The variable delay r(t) and it’s derivative \(r^{\prime }(t)\), respectively, satisfy \(0 \le r(t) = \frac{1}{8}\cos ^2t \le \frac{1}{8} = \gamma \) and \(r^{\prime }(t) = -\frac{1}{4}\sin t\cos t < \frac{1}{4} = \xi \).

The eigenvalues of \(F(X,X^{\prime })\) are

$$\begin{aligned} \lambda _1(F(X,X^{\prime })) = 13 + \exp ^{-(x_1^2 + x_2^2)}, \end{aligned}$$

and

$$\begin{aligned} \lambda _2(F(X,X^{\prime })) = 13 + \exp ^{-(x^{\prime 2}_1 + x^{\prime 2}_2)}. \end{aligned}$$

Hence, we have \(\delta _f = 13 \le \lambda _i(F(X,X^{\prime })) \le 14 = \Delta _f.\)

Also, the Jacobian matrix \(J_H(X(t-r(t)))\) of \(H(X(t-r(t)))\) is

$$\begin{aligned} J_H(X(t-r(t))) = \left( \begin{array}{cc} 2 + \cos x_1(t-r(t)) &{} 0 \\ 0 &{} 2 + \cos x_2(t-r(t)) \end{array} \right) , \end{aligned}$$

and its eigenvalues satisfy \( \delta _h = 1 \le \lambda _i(J_H(X)) \le 3 = \Delta _h.\)
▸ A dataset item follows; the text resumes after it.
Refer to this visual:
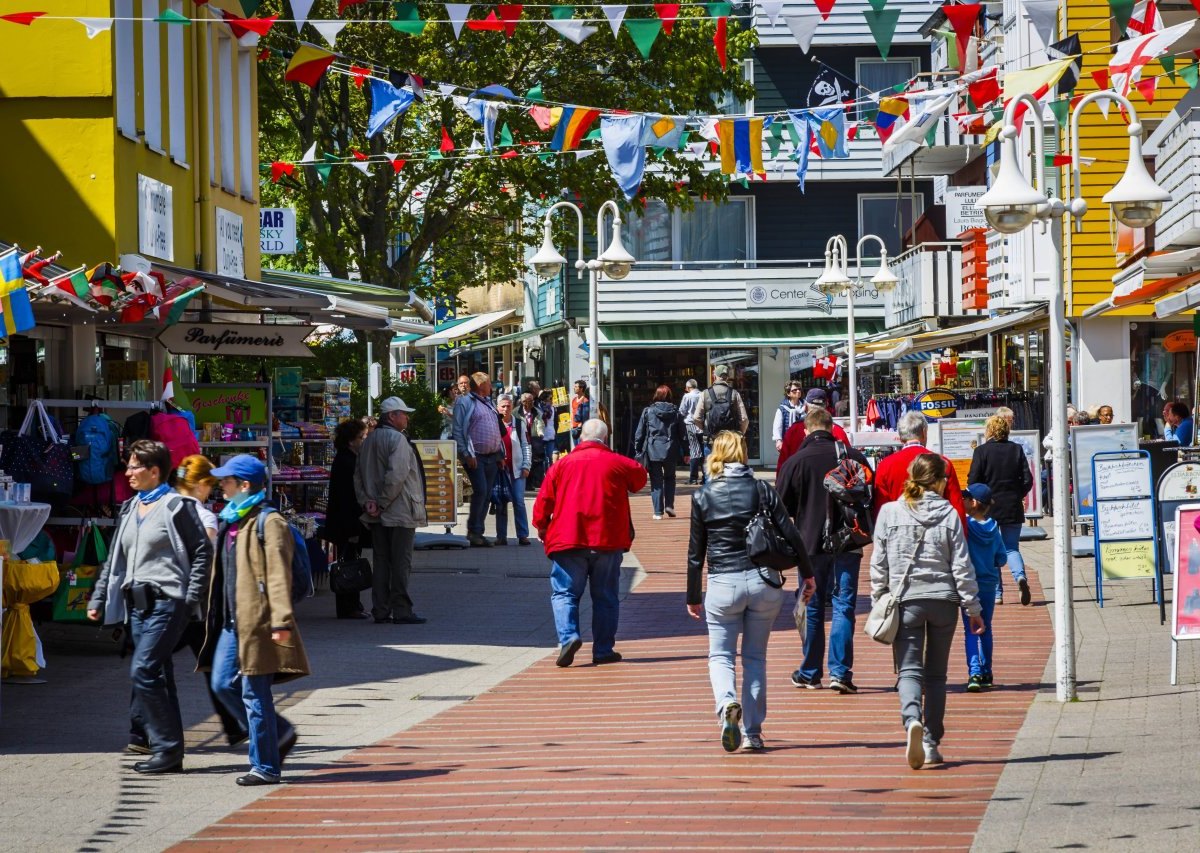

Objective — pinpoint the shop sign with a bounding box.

From the above calculations, we have, \(\delta _f = 13, \Delta _f = 14, \delta _h = 1.1, \Delta _h = 4, \epsilon = 1, \alpha = 14, \gamma = \frac{1}{8}, \xi = \frac{1}{4}.\)

Therefore,

$$\begin{aligned} 0< \gamma = \frac{1}{8} < \min \Bigg ( \frac{2 \delta _h - \epsilon }{\Delta _h}, \frac{(1 - \xi )( 2 \alpha - \epsilon (\alpha + 4) )}{\Delta _h\big (2(2- \xi ) + \alpha \Big )}\Bigg )= \min \Big ( \frac{1}{3}, \frac{1}{7}\Big ) = \frac{1}{7}. \end{aligned}$$

Lastly,

$$\begin{aligned} P(t, X, X^{\prime })= & {} \frac{1}{1 +t^2}\left( \begin{array}{c} x_1 + x^{\prime }_1 + 1 \\ x_2 + x^{\prime }_2 + 1 \end{array} \right) \\ | P(t, X, X^{\prime })|\le & {} \big ( 2 + \sqrt{3}\{ \parallel X \parallel + \parallel X^{\prime } \parallel \} \big ) . \end{aligned}$$

Hence, the example satisfied all the conditions of the theorem.

5 Conclusion

In this paper, we made use of a suitable Lypunov–Krasovskii functional to establish sufficient conditions for the uniform-ultimate boundedness of solutions to certain second order non-linear vector differential equation. An example is given to demonstrate the correctness of our result.